Reporter Unfairly Revived Race Debate

We all could have forgotten the Gates incident by now

People may harbor differing opinions on the story of the black Harvard professor who got arrested by a white police officer, but there's one thing we all can agree on: the Chicago Sun-Times reporter who asked President Obama about the incident in his press conference last week should probably be run out of town on a rail.

After all, if she hadn't asked the question, the president wouldn't have had to answer it, and he wouldn't have said that the Cambridge police department had "acted stupidly." Then he wouldn't have had to defend and then "clarify" those remarks. Instead, we could all be debating some other question he answered imperfectly in that press conference.

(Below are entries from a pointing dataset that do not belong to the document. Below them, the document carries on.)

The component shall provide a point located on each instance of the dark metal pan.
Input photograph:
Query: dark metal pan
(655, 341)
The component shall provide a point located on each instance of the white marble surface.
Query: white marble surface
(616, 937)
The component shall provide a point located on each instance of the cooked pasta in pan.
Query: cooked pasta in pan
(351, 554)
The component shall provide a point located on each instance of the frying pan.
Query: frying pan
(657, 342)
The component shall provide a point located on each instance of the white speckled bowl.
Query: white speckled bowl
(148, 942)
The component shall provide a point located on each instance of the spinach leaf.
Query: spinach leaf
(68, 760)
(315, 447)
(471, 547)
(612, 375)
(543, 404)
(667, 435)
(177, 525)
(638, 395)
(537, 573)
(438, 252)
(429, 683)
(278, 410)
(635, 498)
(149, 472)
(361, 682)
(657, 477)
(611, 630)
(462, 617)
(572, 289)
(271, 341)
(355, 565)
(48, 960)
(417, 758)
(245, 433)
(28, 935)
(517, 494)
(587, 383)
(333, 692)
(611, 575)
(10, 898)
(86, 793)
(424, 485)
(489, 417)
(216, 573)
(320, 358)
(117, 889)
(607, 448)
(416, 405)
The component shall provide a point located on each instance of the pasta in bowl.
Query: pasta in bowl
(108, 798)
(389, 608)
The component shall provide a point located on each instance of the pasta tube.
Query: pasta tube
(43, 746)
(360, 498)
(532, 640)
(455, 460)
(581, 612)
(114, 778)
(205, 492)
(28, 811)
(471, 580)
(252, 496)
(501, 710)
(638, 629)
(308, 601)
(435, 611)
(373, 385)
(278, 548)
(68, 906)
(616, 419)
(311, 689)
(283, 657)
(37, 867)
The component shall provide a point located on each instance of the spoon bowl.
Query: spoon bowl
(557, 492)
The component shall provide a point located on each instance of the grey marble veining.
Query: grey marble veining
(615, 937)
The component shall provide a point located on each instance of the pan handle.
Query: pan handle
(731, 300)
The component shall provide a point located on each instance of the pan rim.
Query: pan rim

Lynn Sweet, the reporter in question, is the same person who really zoned in on the important issues in Obama's first press conference as president-elect: what kind of dog he'd be getting once he moved into the White House.

So you can see that Sweet has a history of asking the hard questions. And President Obama has a history of answering those questions in an awkward, racially charged way. For example, what did he mean when he said he wanted a dog that was "a mutt, like me"? To say nothing of the "acted stupidly" remark.

The nation spent the second half of last week locked in a tired, circular, go-nowhere argument about racism and political correctness when we could have been debating one of the most urgent moral questions of our times: whether or not the wealthiest nation in the world can continue to allow millions of its citizens to lose their homes, their life savings, and sometimes even their lives due to lack of adequate health insurance.

But that's a complicated policy issue that requires research, careful thought and the acknowledgment that no solution will be perfect for everyone. Far easier to yell at each other about how much (if at all) a person should be allowed to sass off at cops.

And who's to blame for lowering the tone of debate? Nobody but Lynn Sweet.

The rest of us are innocent as babes.

Sara K. Smith writes for NBC and Wonkette.